Six turning points in military history and American democracy.
Don’t Know Much About… series author Davis (America's Hidden History: Untold Tales of the First Pilgrims, Fighting Women, and Forgotten Founders Who Shaped a Nation, 2008, etc.) begins with the 1781 battle that decided the American Revolution. In Yorktown and its aftermath, we learn that George Washington favored a large standing army, despite the insistence of many that a diffuse corps of "citizen soldiers" would be a better safeguard of democracy. From Yorktown, the author moves to the 1864 Battle of Petersburg, Virginia. Davis defines specific moments when the U.S. military's role and self-image changed significantly. His stories are always analytically rigorous, and thus he describes at length the so-called "water cure" as it was employed as a method of torture by Americans during the Spanish-American War. Throughout the book, the author is careful to emphasize the critical role of African-Americans, both in the acknowledged triumphs of groups like the U.S. Colored Troops and in the disgraces visited upon black servicemen. Davis also makes sure to give voice to the fact that the actions of the Greatest Generation were not always so valiant. Russians were not the only soldiers who left a swath of brutalized women in their wake. While the Americans were not given the same license as Soviet troops avenging more than 25 million casualties, they still committed crimes. Davis’ chapter on Vietnam offers a damning view of a military beset by those more interested in "management" than "leadership"—e.g., Gen. William Westmoreland.
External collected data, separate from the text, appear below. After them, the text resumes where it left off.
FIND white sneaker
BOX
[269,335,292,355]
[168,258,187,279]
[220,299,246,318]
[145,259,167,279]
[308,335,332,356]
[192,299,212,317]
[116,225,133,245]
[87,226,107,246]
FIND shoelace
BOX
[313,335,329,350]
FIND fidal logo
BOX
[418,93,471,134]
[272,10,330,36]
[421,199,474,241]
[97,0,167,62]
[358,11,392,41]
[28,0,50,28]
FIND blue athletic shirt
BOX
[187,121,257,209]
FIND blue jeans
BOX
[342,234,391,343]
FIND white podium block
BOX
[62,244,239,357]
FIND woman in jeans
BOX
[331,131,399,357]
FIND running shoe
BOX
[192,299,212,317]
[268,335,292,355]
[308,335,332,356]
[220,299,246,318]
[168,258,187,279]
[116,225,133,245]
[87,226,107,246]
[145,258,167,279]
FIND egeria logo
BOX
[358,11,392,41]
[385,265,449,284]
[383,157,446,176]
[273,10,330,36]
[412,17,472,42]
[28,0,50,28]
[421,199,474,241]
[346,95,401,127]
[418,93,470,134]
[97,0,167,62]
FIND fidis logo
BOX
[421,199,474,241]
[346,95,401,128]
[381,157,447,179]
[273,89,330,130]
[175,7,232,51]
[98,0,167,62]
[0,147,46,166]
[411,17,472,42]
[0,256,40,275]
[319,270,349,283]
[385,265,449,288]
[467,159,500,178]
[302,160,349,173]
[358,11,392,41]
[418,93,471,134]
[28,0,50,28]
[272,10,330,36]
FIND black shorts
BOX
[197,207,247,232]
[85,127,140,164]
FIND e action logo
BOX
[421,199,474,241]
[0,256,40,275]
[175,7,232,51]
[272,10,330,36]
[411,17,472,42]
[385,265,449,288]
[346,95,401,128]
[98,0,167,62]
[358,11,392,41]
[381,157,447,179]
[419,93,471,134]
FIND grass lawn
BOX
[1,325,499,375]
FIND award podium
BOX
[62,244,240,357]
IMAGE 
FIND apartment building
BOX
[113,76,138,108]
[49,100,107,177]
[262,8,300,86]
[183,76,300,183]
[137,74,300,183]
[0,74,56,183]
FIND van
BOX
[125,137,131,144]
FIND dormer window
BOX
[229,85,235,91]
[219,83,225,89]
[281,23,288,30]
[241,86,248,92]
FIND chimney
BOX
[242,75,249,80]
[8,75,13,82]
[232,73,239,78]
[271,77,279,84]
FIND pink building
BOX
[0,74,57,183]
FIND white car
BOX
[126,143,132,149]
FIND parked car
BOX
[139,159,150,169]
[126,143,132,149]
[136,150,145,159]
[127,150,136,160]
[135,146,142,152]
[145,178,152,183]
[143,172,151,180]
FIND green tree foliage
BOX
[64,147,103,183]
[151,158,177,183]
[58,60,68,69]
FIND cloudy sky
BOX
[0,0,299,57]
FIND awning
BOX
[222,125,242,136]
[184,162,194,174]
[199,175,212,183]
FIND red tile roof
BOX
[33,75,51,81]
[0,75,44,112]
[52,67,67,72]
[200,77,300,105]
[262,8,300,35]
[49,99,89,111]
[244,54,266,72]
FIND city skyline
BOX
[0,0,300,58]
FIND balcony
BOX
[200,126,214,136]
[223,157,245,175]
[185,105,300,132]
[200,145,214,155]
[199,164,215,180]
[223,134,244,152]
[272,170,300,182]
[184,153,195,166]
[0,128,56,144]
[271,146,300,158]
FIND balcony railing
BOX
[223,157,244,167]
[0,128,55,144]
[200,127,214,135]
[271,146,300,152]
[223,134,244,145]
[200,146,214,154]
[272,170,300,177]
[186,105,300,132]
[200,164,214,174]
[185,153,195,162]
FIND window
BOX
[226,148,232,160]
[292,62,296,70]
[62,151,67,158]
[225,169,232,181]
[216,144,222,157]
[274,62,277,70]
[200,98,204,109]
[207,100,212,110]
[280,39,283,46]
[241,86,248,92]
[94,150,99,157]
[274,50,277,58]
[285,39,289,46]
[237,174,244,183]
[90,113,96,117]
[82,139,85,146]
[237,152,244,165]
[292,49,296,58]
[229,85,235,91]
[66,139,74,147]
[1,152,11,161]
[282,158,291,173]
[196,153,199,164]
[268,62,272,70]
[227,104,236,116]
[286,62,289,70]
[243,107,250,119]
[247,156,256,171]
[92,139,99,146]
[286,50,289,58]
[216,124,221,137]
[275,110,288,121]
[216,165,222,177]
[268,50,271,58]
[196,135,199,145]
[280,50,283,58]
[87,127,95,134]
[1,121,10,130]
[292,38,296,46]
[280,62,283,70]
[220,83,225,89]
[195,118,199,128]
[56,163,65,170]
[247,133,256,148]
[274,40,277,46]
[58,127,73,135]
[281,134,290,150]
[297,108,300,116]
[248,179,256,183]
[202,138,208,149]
In the final chapter, on Fallujah, the author discusses the sickening scene of charred American mercenaries hanging from a bridge, failures of military policy, and a sense that the best military in the world is only as good as its civilian leadership.
An informative, readable compendium of the many fallacies of modern warfare—including the fact that the inventor of the Gatling gun thought his instrument would decrease casualties.